The abuse continued over the years. As I got older, the more creative the abuse got and the more scared I was of her. The more scared I got, the less likely I was able to tell an adult and have it change my life for the better.
However, during my 1st grade and 2nd-grade years, the abuse paused a bit because my mother had me in daycare and I was someone else's problem, but there I was well behaved the best I could be because I was surrounded by other children my age.
However, it resumed in the 3rd grade and it got creative. My mother would beat me and make fun of me when I was crying. It was not a pretty sight having me in the living room (that was where my bedroom was because we lived in a one-bedroom apartment) curled up in a ball and crying so hard I was dehydrated for a few hours. The most memorable abusive moment in the 3rd grade was the day my mother gave me a haircut as a punishment for my behavior. People can get bad haircuts a lot but they had a chance to hide it and wait for their hair to grow out to get another haircut to make it better. I did not have that chance. I had long beautiful hair, but that all got cut the day my mother had enough. She grabbed my hair as tight as she could despite how much I struggled. Then all of a sudden, SNIP! She kept cutting till she got to my scalp. "This is your punishment." I cried so much that I was so embarrassed. My mother forced me to go to school the next day. That was a mistake.
I wore a beanie to school to hide the haircut. My teacher did not like that. She kept telling me in front of the class to take it off and each time I refused. She took me to the back of the classroom to talk to me. She asked me why and I told her that my mother abused me and cut my hair. I showed my teacher the haircut and she was speechless. Unfortunately, she couldn't sympathize with my cause well enough to let me keep the beanie on. I had no choice but to sit in the classroom with that haircut. Everyone would keep staring and making fun of me. I ended up getting bullied by fellow classmates. When I went home that day, I told my mother that I was getting bullied because of my haircut. She told me that being bullied was my fault because my behavior led to the haircut which led to being bullied.
My mother's response made me not want to go to school anymore. But since my mother was forcing me to, I had to skip school by going to the neighborhood park till school was over, to spend the time. But I got tired of the park and its sandbox. When I went back to my apartment complex, I noticed that a friend of mine was not in school as well. His mother invited me to hang out with them. We went to another park and had a good time. At that park, her son and I were on the playground.

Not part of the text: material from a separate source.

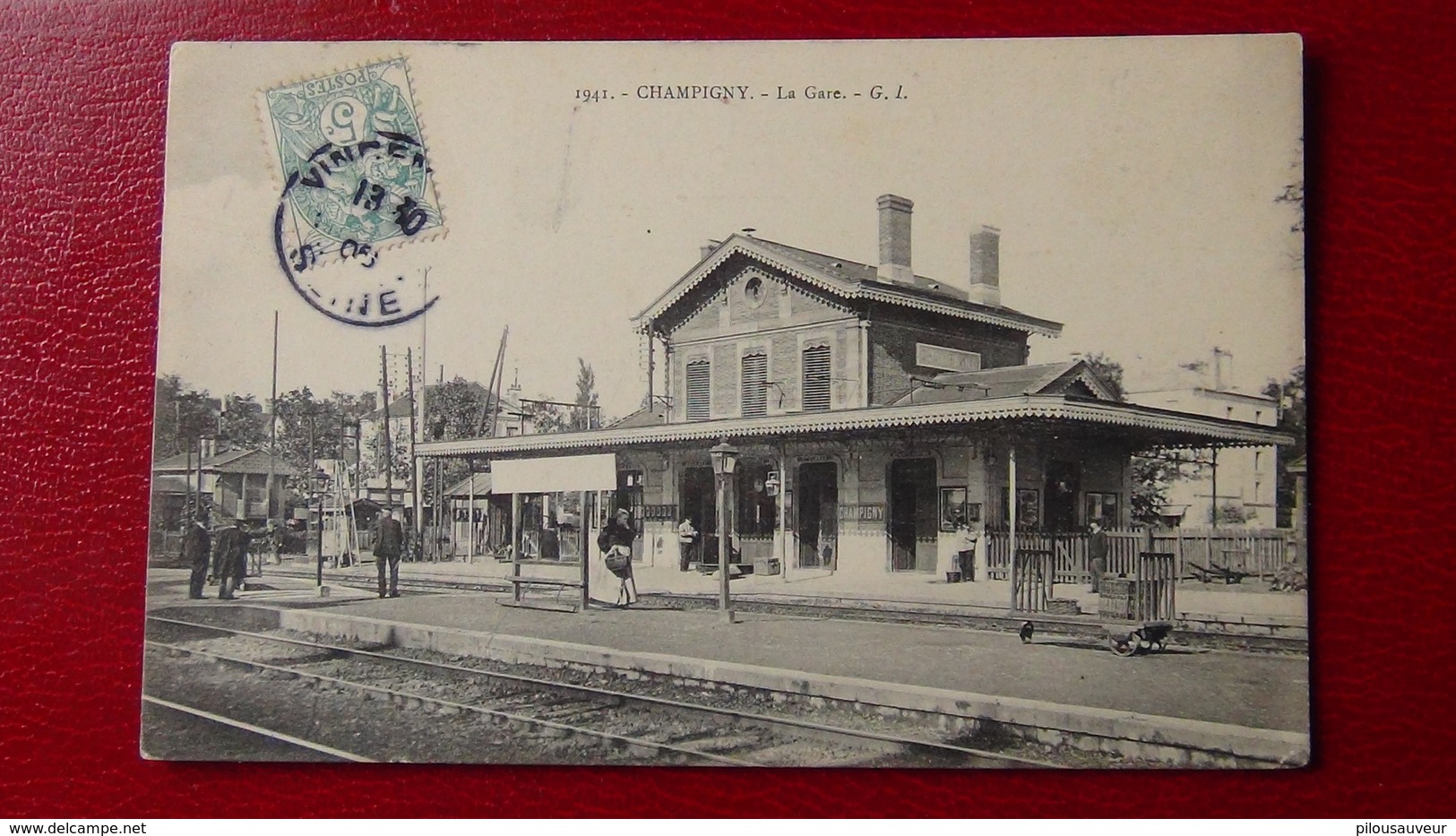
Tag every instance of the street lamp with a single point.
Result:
(726, 459)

Because it was hot that day, I took off my beanie for a minute to wipe off the sweat on my head. My friend's mother saw my head and wanted a closer look. When I showed her my haircut and she said she could see parts of my scalp, I could see the shock on her face especially when I told her that my mother was the one who gave me the haircut as a punishment. Later we went to her apartment and her son and I hung out and played video games.
I knew it was a mistake to hang out with them for the day when my friend's mother told me that someone was waiting for me outside. It was my mother and my school's vice principal. My friend's mother called the school and reported on me. The school then called my mother and informed me of the situation. My mother was steaming mad because I was not at school and she had to leave work early. My mother apologized to the vice-principal and promised her that I would be at school the next day. She took me home to beat me in private because I embarrassed her in the public.
That was the beginning of a long and cruel list of abusive tactics my mother used in her way to discipline me. It wasn't the right way. In my opinion, it is ok to discipline your child. It is ok to spank them when they are naughty at a young age. It is NOT ok to abuse them in the ways I was abused.